O Governo português não esteve presente no evento, gesto que nem o facto de se saber que este é um período de férias para imensa gente desculpa, mesmo porque, é sabido, o centenário do nascimento de Miguel Torga estava anunciado desde 12 de Agosto de 1907, há cem anos, portanto.
O que esta ausência significa de um ponto de vista cultural e identitário é evidente… e é triste. O que esta ausência mostra quanto ao valor dado às referências socialistas por um governo que pertence a essa área política também é evidente, sobretudo se relembrarmos o que Mário Soares ainda recentemente escreveu no número que o JL dedicou ao poeta transmontano (“Um testemunho pessoal”, in JL – Jornal de Letras, Artes e Ideias, nº 961, 1.Ago.2007, pp. 17-18): “Foi depois do 25 de Abril que comecei – por força das circunstâncias políticas da época – a conviver mais intimamente com Torga. Acho que nunca se inscreveu no Partido Socialista, mas tornou-se, rapidamente, a principal figura socialista de referência de Coimbra e da zona centro do país. Presidiu a inúmeros comícios realizados antes e depois das eleições para a Constituinte e interessava-se, ao pormenor, pela vida interna do Partido, com uma militância e um cuidado superiores aos da maioria dos nossos aderentes.”
Olhamos e não acreditamos, pois: é que mais valeu ganhar a Câmara de Lisboa (em cuja tomada de posse o Governo esteve presente em peso) do que patrocinar o respeito pela identidade que faz Portugal, como foi o caso do centenário torguiano (em cuja celebração o governo esteve ausente em peso)!
Miguel Torga visto por Francisco Simões (Oeiras, Parque dos Poetas)
Em 1992, os correspondentes da imprensa estrangeira em Portugal elegeram Torga como “Figura do Ano”. Em 8 de Julho, em discurso a esses mesmos correspondentes aquando da entrega do respectivo prémio, Torga assumia-se como o “repórter inquieto dum quotidiano sem fronteiras” e lançava-lhes o seguinte repto: “De mim, ireis naturalmente repetir o que consta, como pareço e me declaro.

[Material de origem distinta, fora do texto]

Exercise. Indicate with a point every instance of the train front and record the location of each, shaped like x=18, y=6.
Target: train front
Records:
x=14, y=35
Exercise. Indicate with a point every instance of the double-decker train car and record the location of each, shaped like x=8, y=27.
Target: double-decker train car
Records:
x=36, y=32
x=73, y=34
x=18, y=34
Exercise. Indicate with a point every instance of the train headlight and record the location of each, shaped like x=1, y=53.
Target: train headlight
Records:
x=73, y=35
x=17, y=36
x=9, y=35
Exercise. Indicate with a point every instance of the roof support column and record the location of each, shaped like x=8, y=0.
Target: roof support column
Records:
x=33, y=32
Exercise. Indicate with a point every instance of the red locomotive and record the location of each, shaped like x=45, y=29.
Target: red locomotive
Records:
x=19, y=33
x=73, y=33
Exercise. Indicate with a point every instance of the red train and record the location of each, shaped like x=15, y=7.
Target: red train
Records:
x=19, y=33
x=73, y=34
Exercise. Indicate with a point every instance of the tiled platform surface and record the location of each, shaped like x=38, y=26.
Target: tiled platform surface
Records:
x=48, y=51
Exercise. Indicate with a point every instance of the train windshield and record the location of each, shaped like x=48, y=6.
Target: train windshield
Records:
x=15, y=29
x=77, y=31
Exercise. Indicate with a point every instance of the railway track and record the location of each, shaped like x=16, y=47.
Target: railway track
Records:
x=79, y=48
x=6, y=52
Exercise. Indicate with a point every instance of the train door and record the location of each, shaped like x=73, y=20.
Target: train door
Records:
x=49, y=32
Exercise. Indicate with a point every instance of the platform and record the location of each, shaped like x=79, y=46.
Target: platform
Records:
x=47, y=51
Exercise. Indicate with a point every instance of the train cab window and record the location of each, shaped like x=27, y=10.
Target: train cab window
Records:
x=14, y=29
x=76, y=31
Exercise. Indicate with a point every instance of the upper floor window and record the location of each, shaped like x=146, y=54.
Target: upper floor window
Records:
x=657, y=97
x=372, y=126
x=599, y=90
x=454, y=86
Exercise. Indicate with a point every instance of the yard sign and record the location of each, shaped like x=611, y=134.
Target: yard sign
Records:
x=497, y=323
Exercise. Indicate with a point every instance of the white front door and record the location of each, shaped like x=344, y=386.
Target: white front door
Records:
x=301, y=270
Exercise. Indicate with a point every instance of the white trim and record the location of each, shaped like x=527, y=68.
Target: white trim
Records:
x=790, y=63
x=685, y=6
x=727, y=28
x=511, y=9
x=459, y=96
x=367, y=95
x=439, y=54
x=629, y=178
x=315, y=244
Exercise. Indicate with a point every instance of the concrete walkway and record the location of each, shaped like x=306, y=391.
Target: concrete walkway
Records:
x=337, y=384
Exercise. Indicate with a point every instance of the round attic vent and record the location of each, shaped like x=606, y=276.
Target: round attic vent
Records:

Acrescentai, por favor, que lutei, luto e lutarei até ao derradeiro alento pela preservação dessa identidade, última razão de ser de qualquer indivíduo ou colectividade, e que repudio com todas as veras da alma a irresponsabilidade da Europa que em Maastricht, sornamente, a tenta negar, trair-se e trair-nos. E que, além de no presente recusar assim radicalmente o cerceamento à minha expressão ocidental, me orgulho de no passado, sem compromisso de nenhuma ordem, e às claras, ter pensado sempre em termos de livre comunhão e desinteressada fraternidade o mundo redondo que proficientemente representais. Que sou, desde que me conheço, um seu devotado cidadão português.” (in Diário, vol. XVI, 1993, pg. 130). Que rica lição sobre identidade!